Bringing the Wild Outdoors Inside
While researchers like Richard Louv, author of Last Child in the Woods: Saving Our Children from Nature-Deficit Disorder, point out that our children’s lives have become too structured and that many of these modern ills might best be alleviated with more free play outside, it is also true that the structure of yoga can provide freedom. Through yoga, children learn about influencing their own reality and health through intent, by breathing and focusing their minds, while becoming more attuned to the sensations of their bodies. The practice also helps them to learn to trust their own inner voice and guidance, rather than relying on something outside of themselves, such as their peers or the media.
Self-regulation is also taught indirectly by helping children, some for the first time, to notice what their bodies are feeling and what that feeling means in terms of heart rate and quality of breath. The teacher can guide the class to control their breathing and introduce the awareness of how calm and relaxed their bodies are becoming. This is a vital first step to introducing our children to the connection their bodies have to their minds. Finally, relaxation therapy, commonly encountered in yoga, has been shown to be as effective as psychotherapy or drugs in reducing depression-related anxiety.
Getting Kids to Breathe
Because much of the emphasis in yoga is placed on the breath, various techniques of pranayama are usually incorporated into the classes. Some examples may include three-part breathing, belly breathing, or the teacher’s reminder to continually “come back to the breath.” The overall result? A more relaxed body and a quieter, calmer mind.
An example of a common breathing exercise is for the teacher to have the children lie on their mats with their eyes closed. They are encouraged to inhale slowly for a count of five and exhale for a count of ten (inhale to exhale ratio being 1:2). This particular exercise, when practiced regularly, has been shown to reduce asthma attacks in chronic asthmatics. The exact mechanism is not known; nevertheless, learning yogic breathing is a fun and simple way for a child to control his or her symptoms. These effects are further enhanced by being in a room with warm, moist air.
Guided relaxation techniques are often used, which integrate an instructor’s gentle voice that gives affirmations or instructions on what muscles to contract or release. This is done while the children lie on their mats and close their eyes, with soft music playing in the background. Guided imagery is also helpful. One example is to have the children picture a seed growing and blooming into a beautiful flower and then to com“touch” or “smell” the flower. When done in conjunction with other yoga techniques, this has been shown to decrease heart rate, cortisol levels, fears, and muscle tension. The children are again redirected back to the feelings of calmness and relaxation that their bodies are experiencing.
Circle games are often included to give a greater feeling of community. One example: the children sit in a circle with their teacher while one person holds a ball or object. The person with the ball shares something with the group that makes her happy or something for which she feels grateful, and then she passes the ball to the next friend. This not only gives an opportunity for each child to be heard but creates an overall feeling of shared well-being.
Your Shared Practice
If your child is involved in a yoga class in your area, and you want to learn more about it, ask to sit in and observe. You may be delighted at what you see. Experiencing yoga with your child is a simple way for you to help your child take what he or she is learning in class “off the mat.”
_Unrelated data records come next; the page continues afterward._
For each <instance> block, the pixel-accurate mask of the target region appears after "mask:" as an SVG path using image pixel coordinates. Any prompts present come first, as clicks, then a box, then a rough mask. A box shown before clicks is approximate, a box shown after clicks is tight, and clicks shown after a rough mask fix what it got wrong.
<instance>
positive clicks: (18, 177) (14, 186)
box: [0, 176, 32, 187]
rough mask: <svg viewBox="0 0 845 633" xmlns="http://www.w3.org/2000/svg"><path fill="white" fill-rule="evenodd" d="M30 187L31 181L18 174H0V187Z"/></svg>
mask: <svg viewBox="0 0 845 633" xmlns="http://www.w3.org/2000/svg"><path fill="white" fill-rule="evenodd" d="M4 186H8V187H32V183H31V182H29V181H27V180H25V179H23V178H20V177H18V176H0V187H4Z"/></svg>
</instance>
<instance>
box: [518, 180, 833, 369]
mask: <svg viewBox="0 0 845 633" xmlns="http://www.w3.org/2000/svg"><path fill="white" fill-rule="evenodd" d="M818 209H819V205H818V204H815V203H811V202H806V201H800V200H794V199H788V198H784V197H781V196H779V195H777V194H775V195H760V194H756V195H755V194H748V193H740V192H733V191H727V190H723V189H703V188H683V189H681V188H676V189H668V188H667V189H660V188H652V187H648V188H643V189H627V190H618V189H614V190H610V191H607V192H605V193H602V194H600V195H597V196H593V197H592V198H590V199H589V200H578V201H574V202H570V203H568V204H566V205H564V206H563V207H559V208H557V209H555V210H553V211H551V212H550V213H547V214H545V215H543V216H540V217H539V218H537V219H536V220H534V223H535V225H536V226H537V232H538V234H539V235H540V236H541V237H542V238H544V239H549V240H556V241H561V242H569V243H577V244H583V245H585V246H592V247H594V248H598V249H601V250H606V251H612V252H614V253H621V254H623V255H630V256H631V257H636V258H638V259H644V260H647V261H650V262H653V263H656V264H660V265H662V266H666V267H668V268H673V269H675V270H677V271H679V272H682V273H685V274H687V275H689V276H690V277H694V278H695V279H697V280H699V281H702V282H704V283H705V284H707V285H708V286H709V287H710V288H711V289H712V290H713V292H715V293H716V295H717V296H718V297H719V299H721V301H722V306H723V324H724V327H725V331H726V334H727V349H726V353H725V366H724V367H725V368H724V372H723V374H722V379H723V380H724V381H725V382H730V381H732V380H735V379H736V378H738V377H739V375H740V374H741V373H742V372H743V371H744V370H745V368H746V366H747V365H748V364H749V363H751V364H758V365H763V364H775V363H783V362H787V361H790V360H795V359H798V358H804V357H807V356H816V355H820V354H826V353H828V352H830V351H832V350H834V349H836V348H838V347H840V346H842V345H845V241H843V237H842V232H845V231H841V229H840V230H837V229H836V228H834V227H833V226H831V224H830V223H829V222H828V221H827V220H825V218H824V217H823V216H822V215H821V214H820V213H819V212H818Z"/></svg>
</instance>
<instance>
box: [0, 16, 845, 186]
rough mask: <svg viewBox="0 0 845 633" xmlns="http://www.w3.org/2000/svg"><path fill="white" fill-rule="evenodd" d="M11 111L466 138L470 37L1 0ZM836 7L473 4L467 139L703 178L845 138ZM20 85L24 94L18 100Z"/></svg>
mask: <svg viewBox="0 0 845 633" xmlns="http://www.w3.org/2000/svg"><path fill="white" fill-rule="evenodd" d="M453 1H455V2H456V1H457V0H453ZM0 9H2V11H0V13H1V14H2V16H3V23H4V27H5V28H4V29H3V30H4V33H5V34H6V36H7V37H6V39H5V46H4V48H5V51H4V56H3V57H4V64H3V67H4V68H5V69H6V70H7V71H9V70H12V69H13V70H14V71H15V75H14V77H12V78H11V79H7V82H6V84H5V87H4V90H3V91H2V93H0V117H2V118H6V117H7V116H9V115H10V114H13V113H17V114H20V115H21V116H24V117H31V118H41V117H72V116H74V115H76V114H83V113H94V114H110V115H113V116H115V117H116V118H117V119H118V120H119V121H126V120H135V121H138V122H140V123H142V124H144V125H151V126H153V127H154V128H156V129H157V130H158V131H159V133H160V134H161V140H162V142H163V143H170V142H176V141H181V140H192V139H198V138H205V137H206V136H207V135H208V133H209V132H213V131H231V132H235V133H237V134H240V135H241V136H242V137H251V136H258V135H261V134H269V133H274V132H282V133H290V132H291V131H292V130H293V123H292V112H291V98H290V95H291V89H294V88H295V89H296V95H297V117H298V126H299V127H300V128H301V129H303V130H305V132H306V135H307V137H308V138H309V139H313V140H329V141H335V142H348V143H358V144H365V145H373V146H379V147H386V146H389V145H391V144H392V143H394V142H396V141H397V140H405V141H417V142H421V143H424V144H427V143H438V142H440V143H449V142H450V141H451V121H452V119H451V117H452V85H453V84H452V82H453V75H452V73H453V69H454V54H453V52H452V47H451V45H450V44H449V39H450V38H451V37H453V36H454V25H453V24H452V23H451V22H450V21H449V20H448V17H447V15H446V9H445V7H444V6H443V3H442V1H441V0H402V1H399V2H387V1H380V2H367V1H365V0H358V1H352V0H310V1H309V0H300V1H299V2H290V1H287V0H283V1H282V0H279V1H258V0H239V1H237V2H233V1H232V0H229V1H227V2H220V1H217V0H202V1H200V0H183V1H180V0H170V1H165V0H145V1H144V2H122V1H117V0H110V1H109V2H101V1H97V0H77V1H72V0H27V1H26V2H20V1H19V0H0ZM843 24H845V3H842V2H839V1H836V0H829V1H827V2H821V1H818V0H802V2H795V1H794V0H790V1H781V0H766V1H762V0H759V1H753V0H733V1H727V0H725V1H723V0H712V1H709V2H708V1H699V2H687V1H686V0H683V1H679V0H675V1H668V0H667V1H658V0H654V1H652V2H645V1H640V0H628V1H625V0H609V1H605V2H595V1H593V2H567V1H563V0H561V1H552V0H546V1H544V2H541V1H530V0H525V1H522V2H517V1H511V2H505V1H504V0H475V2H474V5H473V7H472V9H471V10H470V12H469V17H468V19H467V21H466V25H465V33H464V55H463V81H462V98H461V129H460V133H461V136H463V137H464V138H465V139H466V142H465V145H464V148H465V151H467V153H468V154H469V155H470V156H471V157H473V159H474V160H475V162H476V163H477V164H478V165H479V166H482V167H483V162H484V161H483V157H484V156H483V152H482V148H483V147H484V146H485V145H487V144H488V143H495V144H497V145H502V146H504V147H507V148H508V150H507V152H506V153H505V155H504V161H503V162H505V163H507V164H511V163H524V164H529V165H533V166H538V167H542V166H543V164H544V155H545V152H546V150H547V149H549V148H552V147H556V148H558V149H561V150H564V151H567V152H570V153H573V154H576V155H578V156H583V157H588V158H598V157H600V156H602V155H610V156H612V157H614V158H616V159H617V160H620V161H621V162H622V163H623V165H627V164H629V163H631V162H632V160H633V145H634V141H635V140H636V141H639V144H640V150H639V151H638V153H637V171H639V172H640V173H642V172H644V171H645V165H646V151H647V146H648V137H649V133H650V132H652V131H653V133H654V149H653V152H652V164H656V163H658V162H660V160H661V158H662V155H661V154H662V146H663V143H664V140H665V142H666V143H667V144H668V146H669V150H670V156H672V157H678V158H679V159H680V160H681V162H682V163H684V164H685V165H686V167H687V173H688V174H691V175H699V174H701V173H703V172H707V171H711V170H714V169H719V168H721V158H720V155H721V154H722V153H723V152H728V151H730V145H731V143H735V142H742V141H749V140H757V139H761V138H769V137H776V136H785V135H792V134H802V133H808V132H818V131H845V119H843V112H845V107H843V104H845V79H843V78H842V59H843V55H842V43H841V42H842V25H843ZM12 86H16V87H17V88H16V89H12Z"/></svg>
If you already have a practice or want to learn, try doing yoga together with your child. This can foster bonding, an understanding of the process your child is undertaking, touch, acceptance, cooperation, and a chance to face new challenges. If a child is able to get from an aroused state to a feeling of centeredness and well-being — whether through a handstand balance or just the simple act of closing one’s eyes, focusing on the breath, and finding stillness — it will be a huge accomplishment and a tool that can be used throughout life. You can remind your child that he can always “come back to his breath,” and only he has control of that.